Medeni hukuka göre gençler ancak 18 yaşını bitirdikten sonra evlenebilir.
Dinimizin belirttiği olgunluk kriteri de benzer yaşları işaret eder.
Evlilik yaşı “
buluğa erme” ifadesiyle anlatılır.
Evlenme yaşının alt limitinde “
reşid” olma ve “buluğ” önemlidir ancak her genç için bu kriter yeterli midir? İşte asıl mesele budur.
Reşit olmak, hukuki anlamda kişinin erginliğe erişmesidir.
Kişilerin kendi davranış ve işlemleri ile kendi adına haklar ve borçlar meydana getirebilme olgunluğuna reşit (ergin) olmak denir. 

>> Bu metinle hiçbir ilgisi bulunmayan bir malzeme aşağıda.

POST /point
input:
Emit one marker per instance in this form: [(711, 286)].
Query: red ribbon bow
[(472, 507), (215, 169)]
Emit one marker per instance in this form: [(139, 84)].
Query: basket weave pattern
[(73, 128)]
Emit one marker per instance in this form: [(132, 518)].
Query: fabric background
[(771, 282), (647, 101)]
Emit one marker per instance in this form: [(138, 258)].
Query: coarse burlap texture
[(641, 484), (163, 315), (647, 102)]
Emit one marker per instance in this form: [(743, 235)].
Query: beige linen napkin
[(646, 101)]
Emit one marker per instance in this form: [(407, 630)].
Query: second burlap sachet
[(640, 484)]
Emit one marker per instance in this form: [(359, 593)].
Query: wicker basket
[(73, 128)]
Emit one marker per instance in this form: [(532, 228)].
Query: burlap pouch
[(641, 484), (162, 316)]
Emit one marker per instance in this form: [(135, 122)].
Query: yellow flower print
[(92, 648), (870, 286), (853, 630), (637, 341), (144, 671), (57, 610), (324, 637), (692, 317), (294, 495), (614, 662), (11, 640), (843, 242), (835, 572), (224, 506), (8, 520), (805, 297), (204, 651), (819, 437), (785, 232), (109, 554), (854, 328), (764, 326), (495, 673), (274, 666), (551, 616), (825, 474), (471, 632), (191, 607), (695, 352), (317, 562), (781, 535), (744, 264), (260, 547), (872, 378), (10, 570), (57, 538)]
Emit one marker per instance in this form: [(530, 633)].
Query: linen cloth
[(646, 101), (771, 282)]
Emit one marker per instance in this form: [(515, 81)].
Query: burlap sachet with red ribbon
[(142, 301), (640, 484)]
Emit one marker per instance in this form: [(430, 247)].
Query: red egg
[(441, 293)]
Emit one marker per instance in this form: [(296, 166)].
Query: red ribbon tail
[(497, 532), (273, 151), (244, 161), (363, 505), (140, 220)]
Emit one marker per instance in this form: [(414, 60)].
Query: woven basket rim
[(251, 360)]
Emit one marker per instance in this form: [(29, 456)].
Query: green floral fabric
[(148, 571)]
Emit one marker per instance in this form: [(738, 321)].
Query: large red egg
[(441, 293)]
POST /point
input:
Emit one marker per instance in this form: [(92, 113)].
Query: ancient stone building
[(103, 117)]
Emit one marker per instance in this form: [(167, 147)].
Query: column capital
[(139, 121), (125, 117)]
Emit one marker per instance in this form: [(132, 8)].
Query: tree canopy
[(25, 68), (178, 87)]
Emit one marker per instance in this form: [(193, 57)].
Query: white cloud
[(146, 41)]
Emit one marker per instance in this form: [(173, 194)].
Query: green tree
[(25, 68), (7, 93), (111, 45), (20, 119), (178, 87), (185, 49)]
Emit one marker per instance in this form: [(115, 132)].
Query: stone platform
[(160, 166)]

Reşit” kelimesinin diğer anlamları ise,
doğru yolu tutan,
iyi hareket eden ve
akıllı olan gibi vasıflar içerir. 
Reşid olan kişide aranan kriterler başka bir tanımlamaya göre;
Irzını, Namusunu koruyan,
işlerini düzgün yürüten,
malını koruma konusunda dikkatli olan,
gereksiz harcamalardan ve
israftan sakınan
gibi aklı başında bir kişiden beklenebilecek davranışlardır.
Dolayısıyla buluğ döneminde olan ve evlenmeyi düşünen bir gençte karakter ve ruh olgunluğu bakımından bu özellikleri de aramak yerinde olur. 
Dr. Dilaver Selvi’nin yorumu konuyu etraflıca açıklamaya yetiyor.
Selvi, “Bir gencin evlilik çağına geldiğini düşünmek için onda
‘buluğ’,
‘küfüv’ (denklik) ve
‘kabiliyetlerinin’in gelişmiş olması şartını aramak gerekir
” diyor. 
Ayrıca Dr. Selvi, buluğ çağına gelen çocukta fiziki olgunluk kadar ruh olgunluğunun da bulunması gerektiğini belirterek evlilikteki 3 ana unsura vurgu yapıyor:
Bunlar;
evlenecek gençlerde,
kız açısından
annelik,
ev idaresi ve
vücudun çocuğu taşıyabilecek güç ve olgunluğa erişmesidir.
Gençlerin karşılaşacağı en büyük sorun evlilik yoluyla dahil olacağı ailenin kültürüne, çevresine uyum sağlayabilmeleridir. 
Kişi bu konularda uyumu gerçekleştirdiğinde evlilik ve çocuk eğitimine ilişkin kabiliyetleri de gelişecektir. 
Kültürel uyum ancak gençler arasında denklik yoluyla sağlanabilir.
Eğer genç bünye-eğitim ve çevre itibarıyla evlilik yükünü taşıyamayacak durumdaysa ona evlilik tavsiye edilmez.
Gençlerin çocuk eğitimiyle ilgili donanımı hususunda ise Selvi,
kadının çocuğun bakımıyla ilgili mesuliyetine,
erkeğin de çocuğun ve kadının geçimini temin ile birlikte çocuğun eğitiminden sorumlu olduğuna değiniyor. 
Buluğa erdi diye evlenebilecek gözüyle bakılan 15-16 yaşlarındaki çoğu günümüz gencinde bu ideal özellikleri bulmaya çalışmak hayli güç. Bu yaşlarda evlendirildikleri takdirde evlilik uyumu ve sorumluluklarında aile büyüklerinin yapıcı tutumlarına büyük ölçüde ihtiyaç duyuyorlar.